Recombinant Influenza A virus Nucleoprotein (NP) is produced in E. coli and includes the full-length sequence from 1 to 498 amino acids, ensuring complete representation of the native protein. It features an N-terminal 6xHis-tag for convenient purification and detection. The protein appears to be highly purified, with a purity exceeding 90% as confirmed by SDS-PAGE analysis, making it suitable for various research applications requiring high-quality protein.
The Nucleoprotein (NP) of the Influenza A virus plays a crucial role in the virus's life cycle, particularly in RNA genome replication and packaging. It's a vital component of the ribonucleoprotein complex and is involved in the nuclear import of viral RNA. Because of its essential function in viral replication, NP has become a significant focus in influenza research, providing insights into viral assembly and potential antiviral targets.
Potential Applications
Note: The applications listed below are based on what we know about this protein's biological functions, published research, and experience from experts in the field. However, we haven't fully tested all of these applications ourselves yet. We'd recommend running some preliminary tests first to make sure they work for your specific research goals.

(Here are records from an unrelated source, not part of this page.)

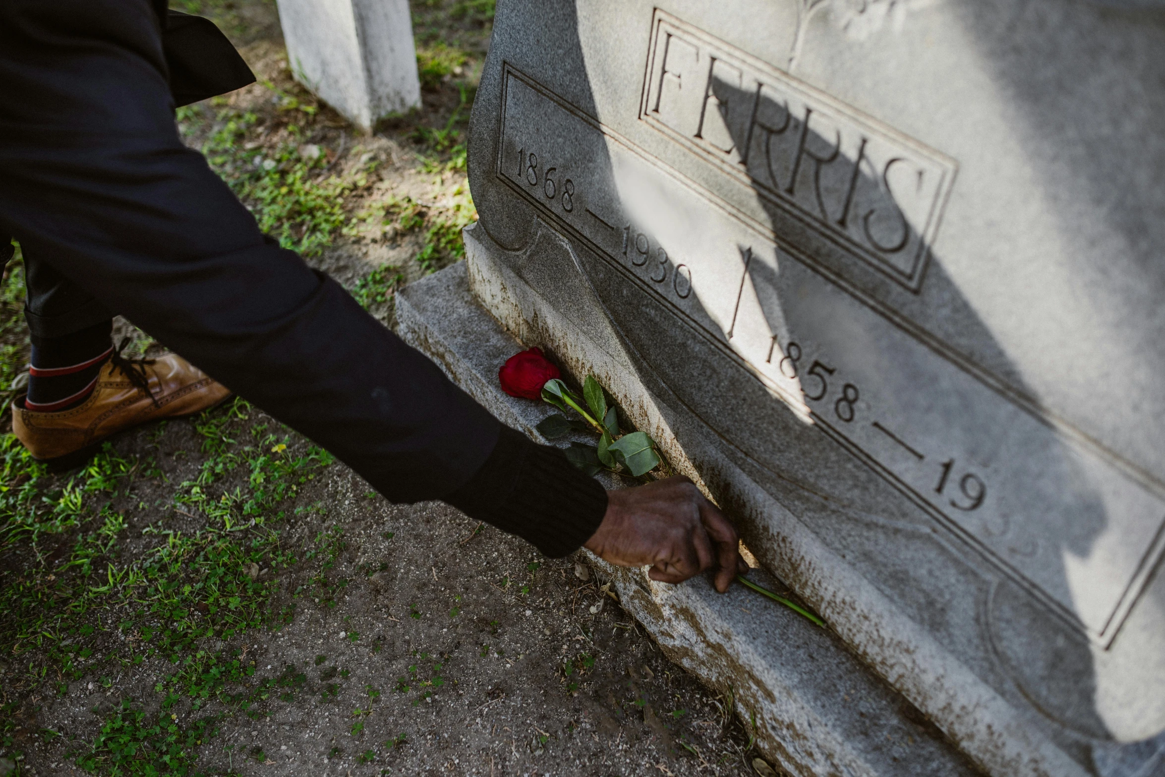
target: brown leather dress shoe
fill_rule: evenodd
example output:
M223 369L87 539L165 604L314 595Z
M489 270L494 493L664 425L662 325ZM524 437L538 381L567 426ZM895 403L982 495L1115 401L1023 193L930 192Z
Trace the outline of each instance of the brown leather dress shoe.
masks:
M84 464L97 444L130 426L189 416L231 396L230 389L176 353L105 362L93 393L76 408L36 412L13 403L12 428L33 458L54 468Z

1. Antibody Development and Validation Studies
This full-length recombinant influenza A nucleoprotein can serve as an immunogen for generating monoclonal or polyclonal antibodies specific to the H3N2 strain. The high purity (>90%) and N-terminal 6xHis tag make it suitable for immunization protocols and subsequent antibody characterization assays. Researchers can use this protein in ELISA-based screening to identify high-affinity antibodies and validate their specificity through Western blot analysis. The His-tag makes purification and immobilization on nickel-coated surfaces straightforward for antibody binding studies.
2. Protein-Protein Interaction Studies
The recombinant NP can be used in pull-down assays to identify and characterize cellular proteins that interact with influenza nucleoprotein during viral replication. The N-terminal His-tag allows efficient immobilization on nickel-affinity matrices for capturing potential binding partners from cell lysates. This approach may help clarify the molecular mechanisms of viral ribonucleoprotein complex assembly and host-pathogen interactions. Co-immunoprecipitation experiments using this protein can validate specific interactions identified through initial screening.
3. Structural and Biophysical Characterization
This E.coli-expressed full-length nucleoprotein provides material for detailed structural studies including X-ray crystallography, NMR spectroscopy, or cryo-electron microscopy analysis. The high purity level should minimize contamination for biophysical techniques such as dynamic light scattering, analytical ultracentrifugation, and thermal stability assays. Researchers can investigate the protein's oligomerization states, conformational changes, and stability under various buffer conditions. The recombinant nature allows for isotopic labeling strategies if produced in minimal media for NMR studies.
4. Vaccine Research and Immunogenicity Studies
The purified nucleoprotein can be used in preclinical vaccine development studies as a potential immunogen or adjuvant component. Researchers can evaluate its immunogenicity in animal models by measuring antibody responses and cellular immune activation following immunization. The protein serves as a control antigen for comparing immune responses against different influenza strains or vaccine formulations. In vitro studies can assess its ability to stimulate dendritic cells or other antigen-presenting cells using cell culture-based assays.